RESEARCH ON HETEREGENEOUS DATA
FOR RECOGNIZING THREAT
Deris Stiawan, Abdul Hanan Abdullah and Mohd Yazid Idris
Faculty of Computer Science & Information System, Universiti Teknologi Malaysia, Johor Bahru, Malaysia
Keywords: Heterogeneous data, Intrusion prevention and prediction, Data mining.
Abstract: The information increasingly large of volume dataset and multidimensional data has grown rapidly in recent
years. Inter-related and update information from security communities or vendor network security has
present of content vulnerability and patching bug from new attack (pattern) methods. It given a collection of
datasets, we were asked to examine a sample of such data and look for pattern which may exist between
certain pattern methods over time. There are several challenges, including handling dynamic data, sparse
data, incomplete data, uncertain data, and semistructured/unstructured data.

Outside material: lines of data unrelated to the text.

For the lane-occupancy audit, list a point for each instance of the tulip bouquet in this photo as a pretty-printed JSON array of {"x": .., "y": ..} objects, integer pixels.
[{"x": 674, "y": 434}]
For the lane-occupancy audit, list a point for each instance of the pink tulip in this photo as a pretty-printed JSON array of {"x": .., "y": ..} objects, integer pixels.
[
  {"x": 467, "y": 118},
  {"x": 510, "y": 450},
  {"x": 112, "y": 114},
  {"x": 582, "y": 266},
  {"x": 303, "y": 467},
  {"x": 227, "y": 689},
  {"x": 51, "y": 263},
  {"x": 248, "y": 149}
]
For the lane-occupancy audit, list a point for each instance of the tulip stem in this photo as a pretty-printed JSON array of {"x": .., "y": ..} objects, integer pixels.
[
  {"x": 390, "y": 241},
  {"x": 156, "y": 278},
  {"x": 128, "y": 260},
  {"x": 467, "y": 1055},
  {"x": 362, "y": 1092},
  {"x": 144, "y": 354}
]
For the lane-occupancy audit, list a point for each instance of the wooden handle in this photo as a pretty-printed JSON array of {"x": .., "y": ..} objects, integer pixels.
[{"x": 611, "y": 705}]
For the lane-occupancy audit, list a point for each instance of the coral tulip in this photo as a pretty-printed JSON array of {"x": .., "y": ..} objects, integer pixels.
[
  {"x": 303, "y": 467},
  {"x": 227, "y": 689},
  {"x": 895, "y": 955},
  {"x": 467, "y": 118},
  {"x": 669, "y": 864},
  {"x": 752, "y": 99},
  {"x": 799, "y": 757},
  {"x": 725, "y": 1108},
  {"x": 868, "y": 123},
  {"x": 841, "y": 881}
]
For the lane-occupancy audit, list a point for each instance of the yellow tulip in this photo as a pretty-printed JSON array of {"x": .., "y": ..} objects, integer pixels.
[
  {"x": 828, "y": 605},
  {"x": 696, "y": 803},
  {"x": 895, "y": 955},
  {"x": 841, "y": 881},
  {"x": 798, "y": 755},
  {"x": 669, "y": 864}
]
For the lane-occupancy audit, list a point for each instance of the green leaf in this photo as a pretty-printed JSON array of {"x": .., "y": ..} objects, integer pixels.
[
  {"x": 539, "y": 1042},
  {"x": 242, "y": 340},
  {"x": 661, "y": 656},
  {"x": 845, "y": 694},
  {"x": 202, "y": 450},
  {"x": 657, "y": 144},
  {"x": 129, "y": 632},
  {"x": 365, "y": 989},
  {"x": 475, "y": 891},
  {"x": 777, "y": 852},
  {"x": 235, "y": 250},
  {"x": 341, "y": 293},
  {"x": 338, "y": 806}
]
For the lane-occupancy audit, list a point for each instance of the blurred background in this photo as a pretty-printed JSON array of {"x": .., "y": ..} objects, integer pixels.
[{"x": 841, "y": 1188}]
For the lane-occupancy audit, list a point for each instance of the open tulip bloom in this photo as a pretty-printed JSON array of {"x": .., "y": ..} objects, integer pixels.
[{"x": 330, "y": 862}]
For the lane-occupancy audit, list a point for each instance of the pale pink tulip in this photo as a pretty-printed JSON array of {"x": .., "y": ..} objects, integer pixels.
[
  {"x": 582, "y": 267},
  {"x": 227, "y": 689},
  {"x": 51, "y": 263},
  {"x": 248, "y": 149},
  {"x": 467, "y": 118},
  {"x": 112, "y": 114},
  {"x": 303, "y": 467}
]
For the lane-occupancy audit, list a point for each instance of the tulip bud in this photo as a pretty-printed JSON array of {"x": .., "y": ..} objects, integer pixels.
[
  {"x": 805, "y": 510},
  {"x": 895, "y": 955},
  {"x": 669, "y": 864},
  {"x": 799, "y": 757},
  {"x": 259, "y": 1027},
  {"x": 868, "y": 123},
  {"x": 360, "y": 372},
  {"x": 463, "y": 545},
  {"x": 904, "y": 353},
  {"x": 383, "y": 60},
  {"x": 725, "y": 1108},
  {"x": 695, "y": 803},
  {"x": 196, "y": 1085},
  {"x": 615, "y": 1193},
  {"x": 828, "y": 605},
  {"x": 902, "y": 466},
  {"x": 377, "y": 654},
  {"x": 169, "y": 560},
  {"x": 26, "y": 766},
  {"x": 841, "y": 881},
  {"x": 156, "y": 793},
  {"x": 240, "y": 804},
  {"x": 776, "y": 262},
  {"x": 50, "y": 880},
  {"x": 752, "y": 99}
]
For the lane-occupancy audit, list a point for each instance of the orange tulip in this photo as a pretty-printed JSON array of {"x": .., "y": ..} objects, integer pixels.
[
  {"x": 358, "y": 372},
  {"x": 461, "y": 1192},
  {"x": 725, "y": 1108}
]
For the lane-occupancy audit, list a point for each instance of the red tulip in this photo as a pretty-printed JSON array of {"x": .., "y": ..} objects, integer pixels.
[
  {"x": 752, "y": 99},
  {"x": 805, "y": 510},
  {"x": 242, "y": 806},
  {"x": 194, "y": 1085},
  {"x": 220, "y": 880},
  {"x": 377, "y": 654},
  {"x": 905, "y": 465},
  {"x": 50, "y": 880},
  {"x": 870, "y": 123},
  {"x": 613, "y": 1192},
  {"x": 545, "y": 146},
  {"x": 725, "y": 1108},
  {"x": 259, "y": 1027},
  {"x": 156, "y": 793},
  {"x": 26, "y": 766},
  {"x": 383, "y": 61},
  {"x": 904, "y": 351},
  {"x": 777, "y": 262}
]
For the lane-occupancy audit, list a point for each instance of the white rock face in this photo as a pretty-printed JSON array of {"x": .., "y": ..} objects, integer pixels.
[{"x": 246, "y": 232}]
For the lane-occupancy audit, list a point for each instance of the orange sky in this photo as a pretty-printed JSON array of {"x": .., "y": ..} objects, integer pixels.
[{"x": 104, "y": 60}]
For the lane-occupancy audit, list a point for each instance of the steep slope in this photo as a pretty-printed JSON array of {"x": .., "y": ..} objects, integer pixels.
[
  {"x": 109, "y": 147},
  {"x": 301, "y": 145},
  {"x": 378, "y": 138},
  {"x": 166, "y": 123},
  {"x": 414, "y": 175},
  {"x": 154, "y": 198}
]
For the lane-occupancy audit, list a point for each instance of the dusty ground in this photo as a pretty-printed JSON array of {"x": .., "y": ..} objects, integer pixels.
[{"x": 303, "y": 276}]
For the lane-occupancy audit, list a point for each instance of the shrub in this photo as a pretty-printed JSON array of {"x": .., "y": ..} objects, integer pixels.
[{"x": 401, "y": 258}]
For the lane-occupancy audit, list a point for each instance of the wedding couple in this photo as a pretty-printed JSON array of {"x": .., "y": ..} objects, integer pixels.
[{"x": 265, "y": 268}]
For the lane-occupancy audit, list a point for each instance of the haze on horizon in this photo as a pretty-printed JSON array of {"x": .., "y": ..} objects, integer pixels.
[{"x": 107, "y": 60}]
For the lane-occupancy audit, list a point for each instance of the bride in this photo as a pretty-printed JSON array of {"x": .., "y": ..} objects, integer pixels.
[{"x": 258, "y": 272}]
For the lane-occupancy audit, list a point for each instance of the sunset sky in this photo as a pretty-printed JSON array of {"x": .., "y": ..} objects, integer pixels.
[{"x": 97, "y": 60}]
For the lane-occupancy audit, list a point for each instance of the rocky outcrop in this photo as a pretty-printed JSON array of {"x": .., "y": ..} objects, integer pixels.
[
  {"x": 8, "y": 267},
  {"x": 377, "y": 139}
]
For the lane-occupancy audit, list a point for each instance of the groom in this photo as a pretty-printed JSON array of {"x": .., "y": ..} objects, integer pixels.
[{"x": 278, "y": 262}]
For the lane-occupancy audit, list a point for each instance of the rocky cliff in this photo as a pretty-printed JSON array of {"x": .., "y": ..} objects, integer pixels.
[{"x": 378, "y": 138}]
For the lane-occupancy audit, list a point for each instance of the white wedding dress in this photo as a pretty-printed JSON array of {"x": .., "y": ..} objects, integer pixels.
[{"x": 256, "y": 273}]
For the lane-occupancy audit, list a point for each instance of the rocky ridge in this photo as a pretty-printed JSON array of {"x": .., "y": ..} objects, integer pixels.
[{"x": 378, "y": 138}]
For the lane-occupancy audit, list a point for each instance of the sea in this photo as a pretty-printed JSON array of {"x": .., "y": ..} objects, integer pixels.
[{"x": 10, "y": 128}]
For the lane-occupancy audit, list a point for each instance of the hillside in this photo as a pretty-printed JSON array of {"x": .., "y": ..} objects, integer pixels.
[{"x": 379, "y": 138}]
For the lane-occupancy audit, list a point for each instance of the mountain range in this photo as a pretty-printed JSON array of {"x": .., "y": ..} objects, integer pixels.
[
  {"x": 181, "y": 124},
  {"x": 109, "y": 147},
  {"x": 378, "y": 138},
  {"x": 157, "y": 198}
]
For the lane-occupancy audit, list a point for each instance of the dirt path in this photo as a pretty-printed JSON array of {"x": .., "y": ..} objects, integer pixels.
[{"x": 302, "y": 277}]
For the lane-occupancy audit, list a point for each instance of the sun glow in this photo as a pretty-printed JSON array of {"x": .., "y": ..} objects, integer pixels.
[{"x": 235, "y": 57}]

In this paper, we are addressing
these challenges and using data mining approach to collecting scattered information in routine update
regularly from provider or security community.
1 INTRODUCTION
Currently, much of the information is now in textual
form, this information can be correlate and
appropriate for solving problem on a particular
problem. This could be data from the web, library
data, logging, and past information that are stored as
archives, these data can form a pattern of specific
information
.
In this case, the information increasingly large of
volume dataset and multidimensional data has
grown rapidly in recent years. In another scenario,
(Martin, 2001) describes benefits of CVE
compatibility, integrating vulnerability services and
tools to provide more complete security provide and
alert advisory services, (Tsang et al., 2009) using
blacklisting a user and notifying the user of blacklist
status, and (Zhou et al., 2010) collecting URL
filtering systems for provide a simple and effective
way to protect web security.
However, it is possible for propose collecting
scattered information in routine update regularly
from provider or security community. This data can
be useful information to be associated with other.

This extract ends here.